– Но ведь папа столько потратил на его образование! А вдруг ему не достанется никакого наследства? Ты только вообрази!

– Ну, это мне вообразить нетрудно, – сухо ответила Мэри.

– В таком случае не понимаю, как ты можешь защищать Фреда, – не отступала Розамонда.

– Я его вовсе не защищаю, – сказала Мэри со смехом. – А вот любой приход я от такого священника постаралась бы защитить.

– Но само собой разумеется, он бы вел себя иначе, если бы стал священником.

– Да, постоянно лицемерил бы, а он этому пока не научился.

– С тобой невозможно говорить, Мэри. Ты всегда становишься на сторону Фреда.

– А почему бы и нет? – вспылила Мэри. – Он тоже стал бы на мою. Он – единственный человек, который готов побеспокоиться ради меня.

– Ты ставишь меня в очень неловкое положение, Мэри, – кротко вздохнула Розамонда. – Но маме я этого ни за что не скажу.

– Чего ты ей не скажешь? – гневно спросила Мэри.

– Прошу тебя, Мэри, успокойся, – ответила Розамонда все так же кротко.

– Если твоя маменька боится, что Фред сделает мне предложение, можешь сообщить ей, что я ему откажу. Но насколько мне известно, у него таких намерений нет. Ни о чем подобном он со мной никогда не говорил.

– Мэри, ты такая вспыльчивая!

– А ты кого угодно способна вывести из себя.

– Я? В чем ты можешь меня упрекнуть?

– Вот безупречные люди всех из себя и выводят… А, звонят! Нам лучше пойти вниз.

– Я не хотела с тобой ссориться, – сказала Розамонда, надевая шляпку.

– Ссориться? Чепуха! Мы и не думали ссориться. Если нельзя иногда рассердиться, то какой смысл быть друзьями?

– Мне никому не говорить того, что ты сказала?

– Как хочешь. Я меньше всего боюсь, что кто-нибудь перескажет мои слова. Но идем же.

Мистер Лидгейт на этот раз приехал позднее обычного, но гости его дождались, потому что Фезерстоун попросил Розамонду спеть ему, а она, докончив «Родина, милая родина» (которую терпеть не могла), сама предупредительно спросила, не хочет ли он послушать вторую свою любимую песню – «Струись, прозрачная река». Жестокосердый старый эгоист считал, что чувствительные песни как нельзя лучше подходят для девушек, а прекрасные чувства – для песен.
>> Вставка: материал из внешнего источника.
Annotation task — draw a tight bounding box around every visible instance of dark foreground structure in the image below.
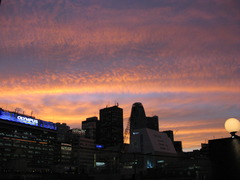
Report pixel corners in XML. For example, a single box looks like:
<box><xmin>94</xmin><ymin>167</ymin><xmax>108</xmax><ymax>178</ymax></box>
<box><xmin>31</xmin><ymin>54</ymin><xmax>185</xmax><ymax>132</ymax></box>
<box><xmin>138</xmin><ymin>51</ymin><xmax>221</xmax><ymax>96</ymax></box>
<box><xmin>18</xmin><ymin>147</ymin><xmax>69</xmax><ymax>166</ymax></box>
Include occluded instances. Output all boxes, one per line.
<box><xmin>209</xmin><ymin>137</ymin><xmax>240</xmax><ymax>179</ymax></box>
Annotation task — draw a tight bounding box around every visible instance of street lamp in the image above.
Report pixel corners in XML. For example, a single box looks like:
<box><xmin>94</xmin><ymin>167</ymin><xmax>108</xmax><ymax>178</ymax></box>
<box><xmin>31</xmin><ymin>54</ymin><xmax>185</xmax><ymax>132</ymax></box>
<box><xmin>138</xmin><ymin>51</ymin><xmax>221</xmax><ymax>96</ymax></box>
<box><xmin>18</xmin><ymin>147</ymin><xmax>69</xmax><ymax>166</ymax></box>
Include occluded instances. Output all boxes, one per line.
<box><xmin>224</xmin><ymin>118</ymin><xmax>240</xmax><ymax>138</ymax></box>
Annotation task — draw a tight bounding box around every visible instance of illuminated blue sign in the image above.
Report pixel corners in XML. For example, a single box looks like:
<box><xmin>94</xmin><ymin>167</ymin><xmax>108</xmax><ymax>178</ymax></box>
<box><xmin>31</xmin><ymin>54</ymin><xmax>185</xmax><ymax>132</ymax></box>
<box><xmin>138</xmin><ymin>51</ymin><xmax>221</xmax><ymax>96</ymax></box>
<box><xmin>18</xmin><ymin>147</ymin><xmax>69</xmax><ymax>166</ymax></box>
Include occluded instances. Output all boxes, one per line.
<box><xmin>0</xmin><ymin>110</ymin><xmax>57</xmax><ymax>130</ymax></box>
<box><xmin>96</xmin><ymin>144</ymin><xmax>104</xmax><ymax>149</ymax></box>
Мистер Фезерстоун все еще расхваливал последнюю песню и уверял «девочку», что голосок у нее звонкий, как у дрозда, когда под окном процокали копыта лошади мистера Лидгейта.

Он без всякого удовольствия предвкушал обычный неприятный разговор с дряхлым пациентом, который упорно верил, что лекарства обязательно «поставят его на ноги», лишь бы доктор умел лечить, – и это унылое ожидание вкупе с печальным убеждением, что от Мидлмарча вообще нельзя ожидать ничего хорошего, сделали его особенно восприимчивым к тому обворожительному видению, каким предстала перед ним Розамонда, «моя племянница», как поспешил отрекомендовать ее мистер Фезерстоун, хотя называть так Мэри Гарт он не считал нужным. Розамонда держалась очаровательно, и Лидгейт заметил все: как деликатно она загладила бестактность старика и уклонилась от его похвал со спокойной серьезностью, не показав ямочек, которые, однако, заиграли на ее щеках, когда она обернулась к Мэри с таким доброжелательным интересом, что Лидгейт, бросив на Мэри быстрый, но гораздо более внимательный, чем когда-либо прежде, взгляд, успел увидеть в глазах Розамонды неизъяснимую доброту. Однако Мэри по какой-то причине казалась сердитой.

– Мисс Рози мне пела, доктор. Вы же мне этого не воспретите, э? – сказал мистер Фезерстоун. – Ее пение куда приятней ваших снадобий.

– Я даже не заметила, как пролетело время, – сказала Розамонда, вставая и беря шляпку, которую сняла, перед тем как петь, так что ее прелестная головка являла все свое совершенство, точно цветок на белом стебле. – Фред, нам пора.